A law firm representing a Brunswick attorney sent letters to the American Civil Liberties Union and The News this week disputing allegations put forward in a federal lawsuit and alleging defamatory acts.
In a motion to file an amended complaint June 26, the ACLU — on behalf of Margery Mock, Eric Ogden, Robert Cox Jr. and others — alleged that Reid Zeh, while working as a public defender in Glynn County State Court, requested money for representation of Cox that that was unnecessary.
“During one of Mr. Cox’s misdemeanor cases in early 2015, he was referred to defendant attorney Zeh after his mother, Barbara Hamilton, paid a deposit to a bondsman to bail Mr. Cox out,” according to the motion. “After getting out of custody, Mr. Cox met with defendant Zeh. Zeh informed Cox that he would only assist with his public defender case if paid $2,500. Ms. Hamilton, Cox’s mother, paid Zeh the $2,500, not realizing Zeh was already paid by Glynn County to provide public defense services to persons like her son.”
In affidavits filed as exhibits with the amended complaint, Cox alleges, “Mr. Zeh indicated that he would charge me an additional $2,500 to represent me as my public defender. For this money, Mr. Zeh said he would take care of my case.” Cox also said in his statement that Zeh was able to get the case dismissed.
Hamilton made similar allegations in her affidavit, claiming a $2,500 payment was required. “Robert could not afford to pay Mr. Zeh, so I did,” she stated in the document.
The allegation against Zeh comes as part of a larger case against him, Glynn County, Glynn County Sheriff Neal Jump and Glynn County Magistrate Judge Alex Atwood regarding a cash bond system the ACLU contends is unconstitutionally discriminatory. The amended complaint also seeks to add State Court Judge Bart Altman as a defendant.
Attorney Brent Savage wrote in his letters to the ACLU and The News, “You allege that Mr. Zeh required a $2,500 payment to represent Mr. Cox for a misdemeanor charge. On the contrary, Mr. Zeh was retained by Mr. Cox and his mother to represent Mr. Cox with a felony case in the Superior Court of Glynn County. Such representation falls outside the scope of Mr. Zeh’s duties as the Glynn County State Court public defender.

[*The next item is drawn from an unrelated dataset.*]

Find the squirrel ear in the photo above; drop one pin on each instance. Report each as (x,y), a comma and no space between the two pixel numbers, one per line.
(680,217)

“At no time with regards to that case did Mr. Cox ever seek Mr. Zeh’s services as a court-appointed attorney. Eventually, Mr. Zeh was able to get Mr. Cox’s case dismissed.”
The letters, dated July 5, requested a correction and retraction in writing for the alleged defamatory statements — the demand of the ACLU regards a blog post on its website — and states that “a civil action for defamation will not be filed if you correct and retract all of the slanderous statements in writing and send me confirmation of the same within seven days of your receipt of this letter.”
While the letters refer to slander, the alleged defamatory actions were written, not spoken, which would make them allegedly libelous, in this context.
For The News, the deadline for response would be July 16. The ACLU did not respond to a request for comment.
Information reported by The News was based on the amended complaint filing, which is a public court record, and was properly attributed.
Meanwhile, in the federal lawsuit, attorneys Richard Strickland, Bradley Watkins and Emily Hancock filed a motion Monday to withdraw as counsel for Zeh as they continue to represent the other defendants. According to the motion, the amended complaint motion revealed a “potential for a conflict to arise between defendants” in the suit.
An email included in the filing states the Association of County Commissioners of Georgia-Interlocal Risk Management Agency retained the Savannah firm of Oliver Maner to take over Zeh’s representation in the case.